El diablo

Huyo como huyen los niños ante el peligro y me avergüenzo por ello, no hay día que no recuerde a mi alma lo que este viaje la envilece, pero es necesario, era necesario… He perdido mi honor, he perdido mi honra, no quedan de mis bienes más que lo que he invertido en este velero y las provisiones acarreadas en él. Apenas puedo creer que esté escribiendo estas líneas, igual que no pude imaginar un año antes que me encontraría en esta terrible situación.

Fue aquel niño, un imberbe que no llevaba en la tierra más de dieciocho otoños… entró en el salón del club de caballeros una tarde de invierno, no recuerdo el día pero era la hora en que los miembros nos dedicábamos al deleite de fumar adormecidos en los sillones del salón. ¡Cómo añoro esos benditos sillones en la incomodidad de este barco!

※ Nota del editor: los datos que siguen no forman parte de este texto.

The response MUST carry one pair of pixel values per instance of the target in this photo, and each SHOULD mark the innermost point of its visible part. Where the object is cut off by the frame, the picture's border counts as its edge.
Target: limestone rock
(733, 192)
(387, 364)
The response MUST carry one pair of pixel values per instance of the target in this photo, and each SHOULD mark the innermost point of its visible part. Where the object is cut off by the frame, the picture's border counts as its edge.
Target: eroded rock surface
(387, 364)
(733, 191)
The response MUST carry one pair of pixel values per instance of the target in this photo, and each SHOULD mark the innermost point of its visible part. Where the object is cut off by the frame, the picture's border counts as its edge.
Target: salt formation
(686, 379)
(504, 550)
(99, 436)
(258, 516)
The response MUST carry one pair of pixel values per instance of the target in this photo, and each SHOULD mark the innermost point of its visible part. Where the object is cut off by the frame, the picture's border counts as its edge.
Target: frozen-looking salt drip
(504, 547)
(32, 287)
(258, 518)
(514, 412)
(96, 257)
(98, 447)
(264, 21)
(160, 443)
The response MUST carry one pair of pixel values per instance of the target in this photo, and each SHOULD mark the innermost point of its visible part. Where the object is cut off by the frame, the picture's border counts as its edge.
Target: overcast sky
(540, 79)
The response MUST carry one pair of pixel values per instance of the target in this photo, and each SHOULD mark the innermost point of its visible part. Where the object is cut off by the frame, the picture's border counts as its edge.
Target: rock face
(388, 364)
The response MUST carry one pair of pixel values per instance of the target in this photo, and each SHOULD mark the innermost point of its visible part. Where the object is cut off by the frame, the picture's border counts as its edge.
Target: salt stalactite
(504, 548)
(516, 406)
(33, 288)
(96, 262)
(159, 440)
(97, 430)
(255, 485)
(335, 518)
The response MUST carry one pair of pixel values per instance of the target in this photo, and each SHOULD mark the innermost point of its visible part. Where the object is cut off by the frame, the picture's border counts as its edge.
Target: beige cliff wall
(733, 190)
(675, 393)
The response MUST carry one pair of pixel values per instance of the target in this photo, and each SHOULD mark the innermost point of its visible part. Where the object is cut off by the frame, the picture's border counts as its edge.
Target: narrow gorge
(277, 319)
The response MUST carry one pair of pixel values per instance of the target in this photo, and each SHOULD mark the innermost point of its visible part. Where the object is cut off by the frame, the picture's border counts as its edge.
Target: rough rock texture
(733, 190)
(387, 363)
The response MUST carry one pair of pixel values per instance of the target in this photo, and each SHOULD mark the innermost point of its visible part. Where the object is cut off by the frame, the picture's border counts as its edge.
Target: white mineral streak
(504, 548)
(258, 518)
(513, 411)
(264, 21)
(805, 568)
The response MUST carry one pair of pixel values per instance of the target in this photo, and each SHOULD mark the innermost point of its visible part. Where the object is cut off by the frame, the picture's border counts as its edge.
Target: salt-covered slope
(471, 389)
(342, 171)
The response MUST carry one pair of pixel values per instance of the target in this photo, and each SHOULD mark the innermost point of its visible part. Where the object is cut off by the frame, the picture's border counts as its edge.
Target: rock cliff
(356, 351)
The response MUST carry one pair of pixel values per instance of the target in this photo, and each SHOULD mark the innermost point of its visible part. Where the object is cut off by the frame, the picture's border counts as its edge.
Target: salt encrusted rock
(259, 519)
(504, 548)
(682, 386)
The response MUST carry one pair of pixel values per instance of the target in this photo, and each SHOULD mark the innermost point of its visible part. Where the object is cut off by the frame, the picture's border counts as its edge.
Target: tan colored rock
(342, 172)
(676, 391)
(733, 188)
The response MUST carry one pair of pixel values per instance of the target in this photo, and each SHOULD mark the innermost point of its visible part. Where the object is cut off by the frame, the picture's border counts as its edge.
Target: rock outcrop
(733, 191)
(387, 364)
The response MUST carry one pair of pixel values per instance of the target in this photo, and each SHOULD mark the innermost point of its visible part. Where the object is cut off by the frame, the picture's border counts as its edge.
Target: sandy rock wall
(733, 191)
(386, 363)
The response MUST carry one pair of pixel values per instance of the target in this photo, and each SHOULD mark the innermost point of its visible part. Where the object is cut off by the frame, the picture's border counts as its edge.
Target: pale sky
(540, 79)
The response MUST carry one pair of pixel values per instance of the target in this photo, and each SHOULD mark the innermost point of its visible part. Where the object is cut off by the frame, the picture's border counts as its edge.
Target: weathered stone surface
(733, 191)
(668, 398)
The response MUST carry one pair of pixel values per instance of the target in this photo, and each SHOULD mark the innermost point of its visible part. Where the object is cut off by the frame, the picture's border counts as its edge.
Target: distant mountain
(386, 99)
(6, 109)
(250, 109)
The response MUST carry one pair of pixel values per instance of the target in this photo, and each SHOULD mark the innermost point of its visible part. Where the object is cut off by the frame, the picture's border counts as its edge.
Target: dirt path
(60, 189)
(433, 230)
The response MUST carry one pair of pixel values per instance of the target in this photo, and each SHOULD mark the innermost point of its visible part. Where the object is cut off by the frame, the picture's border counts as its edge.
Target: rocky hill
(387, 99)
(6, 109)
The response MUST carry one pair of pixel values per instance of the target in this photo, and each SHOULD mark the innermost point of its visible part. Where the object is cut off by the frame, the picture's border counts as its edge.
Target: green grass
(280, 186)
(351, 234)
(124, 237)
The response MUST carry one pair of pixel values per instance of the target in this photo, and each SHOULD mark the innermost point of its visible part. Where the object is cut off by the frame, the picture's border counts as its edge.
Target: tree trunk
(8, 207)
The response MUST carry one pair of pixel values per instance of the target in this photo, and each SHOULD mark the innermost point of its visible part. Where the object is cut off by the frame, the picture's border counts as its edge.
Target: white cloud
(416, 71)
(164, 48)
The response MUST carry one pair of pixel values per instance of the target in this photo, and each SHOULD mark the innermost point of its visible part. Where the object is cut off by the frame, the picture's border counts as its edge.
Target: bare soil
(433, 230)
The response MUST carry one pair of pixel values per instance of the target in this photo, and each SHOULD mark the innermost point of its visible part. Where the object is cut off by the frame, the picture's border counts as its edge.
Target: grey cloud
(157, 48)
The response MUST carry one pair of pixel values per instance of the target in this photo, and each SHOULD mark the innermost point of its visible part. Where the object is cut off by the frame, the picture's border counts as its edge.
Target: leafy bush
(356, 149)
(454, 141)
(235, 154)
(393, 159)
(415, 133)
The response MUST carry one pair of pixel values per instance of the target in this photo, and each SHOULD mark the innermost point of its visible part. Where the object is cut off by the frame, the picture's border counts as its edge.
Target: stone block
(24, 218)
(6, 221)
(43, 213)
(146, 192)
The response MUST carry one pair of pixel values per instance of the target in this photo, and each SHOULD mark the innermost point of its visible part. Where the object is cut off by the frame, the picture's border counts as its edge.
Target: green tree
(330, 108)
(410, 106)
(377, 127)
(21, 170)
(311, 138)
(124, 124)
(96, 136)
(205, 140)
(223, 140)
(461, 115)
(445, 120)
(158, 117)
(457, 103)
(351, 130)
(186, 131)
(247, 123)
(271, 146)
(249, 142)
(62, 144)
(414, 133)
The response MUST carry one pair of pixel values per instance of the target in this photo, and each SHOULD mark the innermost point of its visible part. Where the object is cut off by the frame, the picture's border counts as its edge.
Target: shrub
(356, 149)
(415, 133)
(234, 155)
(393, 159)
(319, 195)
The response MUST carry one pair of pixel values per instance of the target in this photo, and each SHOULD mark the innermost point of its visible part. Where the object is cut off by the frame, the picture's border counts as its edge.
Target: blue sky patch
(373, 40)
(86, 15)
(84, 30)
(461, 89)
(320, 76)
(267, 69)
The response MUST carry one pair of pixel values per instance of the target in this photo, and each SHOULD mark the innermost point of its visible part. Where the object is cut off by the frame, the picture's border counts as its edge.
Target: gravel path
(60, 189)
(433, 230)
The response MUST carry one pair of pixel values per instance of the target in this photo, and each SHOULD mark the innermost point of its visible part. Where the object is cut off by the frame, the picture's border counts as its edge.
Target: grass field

Aquel día habíamos comido copiosamente varios miembros del club y, con la comida aún en el estomago, yacíamos débiles por ese extraño influjo propio de Baco. Aquel chiquillo entró con traje nuevo, gris, y zapatos caros. Lucía un bello broche en la corbata y se había quitado el sombrero de copa al entrar, realizando un ademán algo teatral. Sin embargo, lo que me llamó la atención de él no fue su inusitada hora de llegada ni tampoco su juventud, pues otros ricos herederos igual de imberbes habían pasado a engrosar la selecta lista de socios del club, sino su cara. Era un rostro lleno de luz, enmarcado por una cuidada mata de pelo ondulado cuyos suaves bucles mucho se me asemejaron a delicadas olas en la superficie marina. Aquella cara sin duda era singular. No había sombra alguna sobre ella, no había ojeras bajo sus ojos ni arruga ni síntoma de vejez o de dolores padecidos, tampoco había manchas comunes como todos tenemos; nada, la pureza de su tersa piel era increíble. Los labios eran otra maravilla: finos, rosados, jugosos como fruta, destilaban un aire virginal que sin duda era quimérico, pues ya sólo la media sonrisa que portaba le daba un aspecto de descaro que dejaba sin aire a quien posara sus ojos sobre aquel gesto divino. Las pupilas de aquel Dios hecho hombre eran verdes como los campos jóvenes de trigo y, de cerca, se podían advertir en ellos líneas azuladas y puntos dorados, minúsculos y brillantes como lagrimas de Eros.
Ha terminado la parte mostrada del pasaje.